Officials respond to Livermore Lab employees' flood of angry complaints
By Ian Hoffman, STAFF WRITER
Article Last Updated: 06/23/2007 02:39:01 AM PDT
Federal nuclear weapons officials tried calming Lawrence Livermore Lab workers Friday after word that new federal requirements could result in lower retirement benefits.
With dozens of angry employee phone calls and e-mails pouring into Washington, the National Nuclear Security Administration put out a statement reassuring workers that the agency "listens."
As a message, it fell short of a Clintonian "feel your pain" moment but was perhaps as close as a quasi-military bureaucracy comes to "trust us, we care."
Employees of the weapons lab are not in a trusting mood. On Thursday, they learned they must choose from two retirement plans, one of which is mandatory for all new hires and could result in 20 percent lower future retirement benefits than employees' current pensions administered by the University of California.

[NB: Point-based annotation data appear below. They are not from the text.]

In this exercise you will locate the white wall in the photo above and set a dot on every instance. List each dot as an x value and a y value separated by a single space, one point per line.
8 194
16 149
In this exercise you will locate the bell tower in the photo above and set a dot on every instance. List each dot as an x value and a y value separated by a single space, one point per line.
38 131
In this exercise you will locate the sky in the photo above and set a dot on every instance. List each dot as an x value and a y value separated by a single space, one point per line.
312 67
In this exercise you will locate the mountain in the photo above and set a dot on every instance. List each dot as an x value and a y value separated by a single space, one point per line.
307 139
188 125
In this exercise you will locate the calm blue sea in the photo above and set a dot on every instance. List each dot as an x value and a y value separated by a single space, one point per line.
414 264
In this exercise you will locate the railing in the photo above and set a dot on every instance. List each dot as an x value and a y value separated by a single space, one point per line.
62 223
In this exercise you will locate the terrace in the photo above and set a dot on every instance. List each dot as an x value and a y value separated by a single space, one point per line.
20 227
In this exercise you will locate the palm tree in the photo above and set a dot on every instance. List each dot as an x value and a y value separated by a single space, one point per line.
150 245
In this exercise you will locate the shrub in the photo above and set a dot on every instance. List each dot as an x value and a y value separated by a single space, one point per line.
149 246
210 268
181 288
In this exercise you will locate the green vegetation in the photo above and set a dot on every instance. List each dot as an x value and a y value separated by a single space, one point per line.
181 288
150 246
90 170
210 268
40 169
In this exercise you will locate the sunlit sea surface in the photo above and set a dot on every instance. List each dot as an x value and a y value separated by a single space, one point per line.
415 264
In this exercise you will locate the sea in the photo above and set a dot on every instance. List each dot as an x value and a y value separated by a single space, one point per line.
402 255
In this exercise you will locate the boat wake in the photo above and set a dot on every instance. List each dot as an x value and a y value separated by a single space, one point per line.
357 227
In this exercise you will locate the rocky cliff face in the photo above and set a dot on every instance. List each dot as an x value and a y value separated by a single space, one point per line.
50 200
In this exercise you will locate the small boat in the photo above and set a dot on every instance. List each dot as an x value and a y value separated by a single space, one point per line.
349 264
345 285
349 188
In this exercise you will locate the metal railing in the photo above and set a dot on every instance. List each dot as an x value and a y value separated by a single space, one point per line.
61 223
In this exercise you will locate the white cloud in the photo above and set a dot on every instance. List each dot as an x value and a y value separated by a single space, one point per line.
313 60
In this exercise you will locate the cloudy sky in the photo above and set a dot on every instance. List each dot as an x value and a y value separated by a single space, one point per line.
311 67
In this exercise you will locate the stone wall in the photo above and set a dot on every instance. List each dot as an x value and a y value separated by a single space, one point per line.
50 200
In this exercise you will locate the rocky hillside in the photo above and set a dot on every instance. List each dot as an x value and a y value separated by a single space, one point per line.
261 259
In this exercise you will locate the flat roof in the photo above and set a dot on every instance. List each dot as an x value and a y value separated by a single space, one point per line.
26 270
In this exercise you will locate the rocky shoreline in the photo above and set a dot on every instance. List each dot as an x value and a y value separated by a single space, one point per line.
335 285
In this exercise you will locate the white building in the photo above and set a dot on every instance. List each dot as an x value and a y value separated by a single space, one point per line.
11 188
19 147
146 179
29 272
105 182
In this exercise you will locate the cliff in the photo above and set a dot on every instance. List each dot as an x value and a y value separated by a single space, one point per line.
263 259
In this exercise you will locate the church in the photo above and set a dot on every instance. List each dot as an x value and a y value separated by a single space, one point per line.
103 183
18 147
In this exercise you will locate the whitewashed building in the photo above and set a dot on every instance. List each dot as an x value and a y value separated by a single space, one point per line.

"I think everyone's in a real uncertain spot right now," said Sue Byars, a senior official in the Society of Professionals, Scientists and Engineers, a group running a union organizing drive at the lab.
The university's pension plan is one of the nation's largest and historically best funded. But the federal government is handing management of the lab over to a private partnership between the university and several corporations, with a requirement to establish two new, separate retirement plans for lab workers.
The National Nuclear Security Administration saidone of the plans had to cap benefits at no more than 105 percent of the market value for benefits for 15 research-intensive corporations such as IBM, Hewlett Packard, Northrop Grumman and AT&T.
Many of those companies have been cutting their benefits, widening the gap between the lab's new benefits package and what the university has been paying.
Executives for the incoming private management team, led by Bechtel National Inc. and the university, say they fear employees will perceive the lower benefits as a sign of the federal government's waning interest in the lab and its workers. Senior federal weapons officials tried to dispel that notion Friday and tell lab employees that the government cares about keeping Livermore full of talented scientists and engineers.
"Livermore National Laboratory is of vital importance to our nation's national security and all of the laboratory's employees are valued team members," said Thomas D'Agostino, the administration's deputy administrator over weapons work. "We are hearing employee concerns, ... and we will be responsive. We have an open process to receive questions and comments, and we are listening."